/SearchGram

🔠 Search Telegram chat history even if you're using CJK.

Primary LanguagePythonGNU General Public License v3.0GPL-3.0

SearchGram

A telegram Bot that can search for CJK and other languages.

Introduction

Telegram has bad search experience for CJK languages because those languages are not separated by spacing.

Bug issues were submitted years ago but never fixed.

I'm not planning to be sitting ducks, so I create a bot that can search for CJK languages.

Feature

  • support text message
  • support caption inside photo and document
  • support chat username
  • support import chat history, with json format
  • search for one specific user: /user <username>|<id>|<firstname> keyword

Theory

  1. Telegram allows multiple sessions, maximum is 10 clients.
  2. We create a hidden session
  3. We use this session to store all your incoming and outgoing text messages to MongoDB
  4. We create another bot to search MongoDB
  5. We return the whole sentense, so you could use Telegram's built-in buggy search feature.

Screenshots

pagination.mp4

Installation

Because chat history is very important and that should be kept privately always, so I don't offer any public bots.

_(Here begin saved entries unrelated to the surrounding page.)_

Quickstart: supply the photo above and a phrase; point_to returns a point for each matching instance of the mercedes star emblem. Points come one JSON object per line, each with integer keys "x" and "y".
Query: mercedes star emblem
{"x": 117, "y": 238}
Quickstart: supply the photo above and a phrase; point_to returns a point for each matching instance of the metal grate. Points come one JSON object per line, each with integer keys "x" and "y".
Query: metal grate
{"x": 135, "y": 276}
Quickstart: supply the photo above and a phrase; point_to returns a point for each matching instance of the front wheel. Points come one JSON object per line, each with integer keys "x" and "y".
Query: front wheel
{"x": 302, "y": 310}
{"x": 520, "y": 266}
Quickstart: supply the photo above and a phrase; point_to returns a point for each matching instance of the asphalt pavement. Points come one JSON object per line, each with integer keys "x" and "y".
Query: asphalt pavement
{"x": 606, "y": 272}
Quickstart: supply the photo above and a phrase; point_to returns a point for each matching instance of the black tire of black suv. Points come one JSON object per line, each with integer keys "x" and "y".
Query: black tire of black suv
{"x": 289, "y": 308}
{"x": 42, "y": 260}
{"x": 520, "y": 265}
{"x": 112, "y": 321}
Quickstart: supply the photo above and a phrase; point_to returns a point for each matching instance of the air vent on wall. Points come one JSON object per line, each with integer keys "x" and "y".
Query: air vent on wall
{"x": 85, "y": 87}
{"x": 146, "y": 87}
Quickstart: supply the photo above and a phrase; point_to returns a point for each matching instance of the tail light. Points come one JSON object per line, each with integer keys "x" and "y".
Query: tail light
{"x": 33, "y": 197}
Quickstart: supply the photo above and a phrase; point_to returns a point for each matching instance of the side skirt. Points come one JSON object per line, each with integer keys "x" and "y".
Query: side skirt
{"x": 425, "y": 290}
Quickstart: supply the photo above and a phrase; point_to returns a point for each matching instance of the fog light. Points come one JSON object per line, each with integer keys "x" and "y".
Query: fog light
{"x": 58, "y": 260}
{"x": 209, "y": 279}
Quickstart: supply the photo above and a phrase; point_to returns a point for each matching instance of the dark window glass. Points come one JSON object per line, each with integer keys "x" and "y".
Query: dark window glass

1. Prepare environment and clone this repository

Install docker and docker-compose on your server, clone this repository to any directory you want.

2. (Optional) Prepare Encryption data volume

It's highly recommend to use encrypted data volume. You can use LUKS.

Here there is an example of using loop+LVM+LUKS, you can also use simple make commands:

make encrypt
make format

2.1 Create loop device

# create loop file and loop device
fallocate -l 1G pv0.img
losetup /dev/loop0 pv0.img
# verify loop device
fdisk -l /dev/loop0
Disk /dev/loop0: 1 GiB, 1073741824 bytes, 2097152 sectors
Units: sectors of 1 * 512 = 512 bytes
Sector size (logical/physical): 512 bytes / 512 bytes
I/O size (minimum/optimal): 512 bytes / 512 bytes

2.2 create LVM

pvcreate /dev/loop0
vgcreate vg_mongo_data /dev/loop0
# use vgdisplay to confirm Volume Group
vgdisplay

# create logical volume
lvcreate --extents 100%FREE vg_mongo_data -n lv_mongo_data

# You should have device here 
file /dev/vg_mongo_data/lv_mongo_data

2.3 luks

# format lucks and input your password
cryptsetup luksFormat /dev/vg_mongo_data/lv_mongo_data
# open device
cryptsetup luksOpen /dev/vg_mongo_data/lv_mongo_data mongo_data
# you should see /dev/mapper/mongo_data
file /dev/mapper/mongo_data
cryptsetup status mongo_data

2.4 format and mount

mkfs.ext4 /dev/mapper/mongo_data
mkdir -p mongo_data
mount /dev/mapper/mongo_data ./mongo_data
chmod 777 mongo_data

2.5 unmount and remove

umount /dev/mapper/mongo_data
cryptsetup luksClose mongo_data

3. Prepare APP_ID, APP_HASH and bot token

  1. You can get APP_ID and APP_HASH from https://core.telegram.org/
  2. Talk to @BotFather to get your bot token
  3. Talk to @blog_update_bot to get your user id and your bot's id

4. Modify env file

# vim env/gram.env
TOKEN=3token
APP_ID=id
APP_HASH=hash
OWNER_ID=your user_id
BOT_ID=your bot_id

5. Login to client

make init

And then you'll be dropped into a container shell.

python client.py

Follow the instruction to log in to your account.

When you see 'started xxx handlers', Ctrl + D to exit. You should find session file under searchgram/session/client.session.

6. Up and running

docker-compose up -d

Now you can talk to your friends and search in your bot.

Roadmap and TODOs

  • import chat history

License

This project is LICENSED under the GNU GENERAL PUBLIC LICENSE Version 3.